New blog post: "Fifty Shades of OOP." Put in a surprising amount of research for this one!

https://lesleylai.info/en/fifty_shades_of_oop/

Fifty Shades of OOP | Lesley Lai

This post talks about the many different aspects under the umbrella term OOP

@lesley @aartaka One thought I've had for a while is that programming languages and the rhetoric around it focus too much on tangible things like member variables and methods.

David Parnas was the first to point out [1] that each piece of a system -- whether you call it a function or method or object or class -- should exist to "protect" a single coherent invariant. That's the thing we need to ensure we preserve in the course of extension, not any particular member or method.

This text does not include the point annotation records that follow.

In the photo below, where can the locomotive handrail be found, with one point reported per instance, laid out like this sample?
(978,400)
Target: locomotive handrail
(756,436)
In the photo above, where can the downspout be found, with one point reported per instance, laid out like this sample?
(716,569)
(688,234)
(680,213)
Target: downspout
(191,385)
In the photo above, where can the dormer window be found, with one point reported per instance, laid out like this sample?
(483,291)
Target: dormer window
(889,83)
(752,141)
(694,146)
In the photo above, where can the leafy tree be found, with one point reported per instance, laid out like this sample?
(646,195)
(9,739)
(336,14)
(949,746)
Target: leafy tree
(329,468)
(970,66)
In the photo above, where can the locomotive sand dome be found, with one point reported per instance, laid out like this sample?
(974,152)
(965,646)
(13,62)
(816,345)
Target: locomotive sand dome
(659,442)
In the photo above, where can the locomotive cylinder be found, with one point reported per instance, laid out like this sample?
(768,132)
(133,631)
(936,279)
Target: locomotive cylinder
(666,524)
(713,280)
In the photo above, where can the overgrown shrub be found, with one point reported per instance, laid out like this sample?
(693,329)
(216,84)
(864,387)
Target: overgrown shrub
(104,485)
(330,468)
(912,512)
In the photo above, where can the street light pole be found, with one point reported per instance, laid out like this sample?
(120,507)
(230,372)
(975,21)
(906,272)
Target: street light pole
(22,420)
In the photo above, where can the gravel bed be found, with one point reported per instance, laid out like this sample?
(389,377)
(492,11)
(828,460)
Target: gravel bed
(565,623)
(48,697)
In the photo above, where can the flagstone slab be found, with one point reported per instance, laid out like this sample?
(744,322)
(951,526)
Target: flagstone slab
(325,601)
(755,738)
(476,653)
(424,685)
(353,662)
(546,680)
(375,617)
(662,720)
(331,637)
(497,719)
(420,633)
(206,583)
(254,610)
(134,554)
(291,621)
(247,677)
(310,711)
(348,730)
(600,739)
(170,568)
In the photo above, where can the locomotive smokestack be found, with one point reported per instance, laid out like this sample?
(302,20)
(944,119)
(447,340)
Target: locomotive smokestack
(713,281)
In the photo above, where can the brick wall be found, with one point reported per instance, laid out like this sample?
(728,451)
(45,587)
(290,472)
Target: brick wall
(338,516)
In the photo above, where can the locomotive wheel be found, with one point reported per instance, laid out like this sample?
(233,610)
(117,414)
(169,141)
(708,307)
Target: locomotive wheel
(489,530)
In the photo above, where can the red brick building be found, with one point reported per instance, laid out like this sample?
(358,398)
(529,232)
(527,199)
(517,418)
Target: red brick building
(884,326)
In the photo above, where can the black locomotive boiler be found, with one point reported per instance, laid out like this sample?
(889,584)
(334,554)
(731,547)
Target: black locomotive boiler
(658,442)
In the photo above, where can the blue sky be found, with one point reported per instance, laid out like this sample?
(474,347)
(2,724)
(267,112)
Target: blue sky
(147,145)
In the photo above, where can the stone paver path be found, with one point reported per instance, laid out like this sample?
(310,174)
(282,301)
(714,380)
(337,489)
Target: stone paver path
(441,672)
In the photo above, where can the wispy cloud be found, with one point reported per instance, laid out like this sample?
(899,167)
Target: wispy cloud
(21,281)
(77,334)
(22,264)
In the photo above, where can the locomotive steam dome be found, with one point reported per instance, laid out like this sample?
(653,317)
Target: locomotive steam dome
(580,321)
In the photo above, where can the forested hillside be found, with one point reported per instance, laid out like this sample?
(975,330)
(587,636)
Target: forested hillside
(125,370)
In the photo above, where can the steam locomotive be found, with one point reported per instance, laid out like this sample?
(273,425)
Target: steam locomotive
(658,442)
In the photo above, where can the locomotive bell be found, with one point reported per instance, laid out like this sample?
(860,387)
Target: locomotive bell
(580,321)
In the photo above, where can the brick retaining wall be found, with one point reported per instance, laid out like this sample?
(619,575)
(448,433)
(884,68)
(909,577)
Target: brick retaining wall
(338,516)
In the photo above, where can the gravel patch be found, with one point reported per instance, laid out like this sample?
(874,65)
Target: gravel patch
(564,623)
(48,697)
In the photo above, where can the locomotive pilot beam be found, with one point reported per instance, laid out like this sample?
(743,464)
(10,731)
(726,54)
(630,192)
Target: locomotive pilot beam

[1] David Parnas, "On the Criteria To Be Used in Decomposing Systems into Modules," 1972

@akkartik @aartaka Sounds like the syntax vs semantics debate. This reminds me of the "Wadler's law." That said, while we probably spend too much time bikeshedding syntax, I do think it matters because that's how _human_ interface with a programming language. Somewhat related:

https://slim.computer/concrete-syntax/

Concrete syntax matters, actually

@lesley Hmm, I think this is more about pragmatics. I want the syntax of a programming language to guide you to think more clearly about the problem. Should a member variable be public or private? It's irrelevant. What matters is whether an invariant is violated at some point in a program. Languages should better emphasize invariants.

Hmm, I wonder what Eiffel did? No, https://en.wikipedia.org/wiki/Eiffel_(programming_language)#Scoping also seems weird. So I'm suggesting some speculative new research direction.

Eiffel (programming language) - Wikipedia

@akkartik Ahh. I misunderstood what you said.

D also supports an `invariant` keyword. I wonder whether this has a performance implication (do they assert the invariant all the time?) It is kind of interesting, but I don't see many languages following Eiffel's footsteps.

@akkartik That's something that has been on my wish list as well for quite a while.

I'd like a language to let me express whatever I know or want to be true of a software system, irrespectively of whether some tool (compiler, type checker, ...) can make use of it.